1. A multi-stage turbofan engine with a series supercharging function is characterized by comprising a pressurizing duct, a multi-stage turbofan and a tail supercharging nozzle, wherein the pressurizing duct comprises a low-pressure airflow inlet, a medium-pressure accelerating channel and a high-pressure accelerating channel which are sequentially arranged;

each stage of turbo fan in the low-pressure airflow inlet, the medium-pressure accelerating channel and the high-pressure accelerating channel comprises two or more turbo fans which are closely arranged in pairs, and the moving directions of the turbo fan blades arranged in pairs are in a reverse counter-rotating state during working;

the multi-stage turbofan engine also comprises a plurality of driving units for driving each stage of turbofan in the multi-stage turbofan, and the driving units directly control the rotating speed and the output power of each stage of turbofan;

each stage of turbofan comprises four turbofan bodies, namely a first turbofan body, a second turbofan body, a third turbofan body and a fourth turbofan body which are sequentially arranged from head to tail, the driving unit comprises a first driving unit, a middle driving unit and a second driving unit which are sequentially arranged from head to tail, the first turbofan body is connected with the first driving unit, the second turbofan body and the third turbofan body are respectively connected with the middle driving unit, and the fourth turbofan body is connected with the second driving unit.

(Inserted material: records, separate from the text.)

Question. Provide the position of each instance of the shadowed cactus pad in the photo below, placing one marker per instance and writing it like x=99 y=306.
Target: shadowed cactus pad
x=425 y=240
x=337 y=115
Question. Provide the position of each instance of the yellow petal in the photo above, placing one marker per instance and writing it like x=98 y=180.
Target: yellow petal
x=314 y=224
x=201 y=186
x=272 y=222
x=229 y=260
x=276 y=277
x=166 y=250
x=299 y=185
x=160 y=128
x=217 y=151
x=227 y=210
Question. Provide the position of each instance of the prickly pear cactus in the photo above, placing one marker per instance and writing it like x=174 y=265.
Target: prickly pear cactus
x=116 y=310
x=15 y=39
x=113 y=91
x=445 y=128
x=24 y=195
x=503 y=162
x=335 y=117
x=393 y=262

2. The multi-stage turbofan engine having a series boosting function of claim 1 wherein: the first driving unit and the pressurizing duct are provided with a supporting plate therebetween, the first driving unit and the pressurizing duct are connected through the supporting plate, the middle driving unit, the second driving unit and the pressurizing duct are provided with fixed blades therebetween, the middle driving unit, the second driving unit and the pressurizing duct are connected through the fixed blades, the rotating directions of blade structures of the first turbofan and the second turbofan are opposite, the rotating directions of blades of the second turbofan are opposite to those of the fixed blade structures on the middle driving unit, the rotating directions of blade structures of the third turbofan and the fourth turbofan are opposite, and the rotating directions of blades of the fourth turbofan are opposite to those of the fixed blade structures on the second driving unit.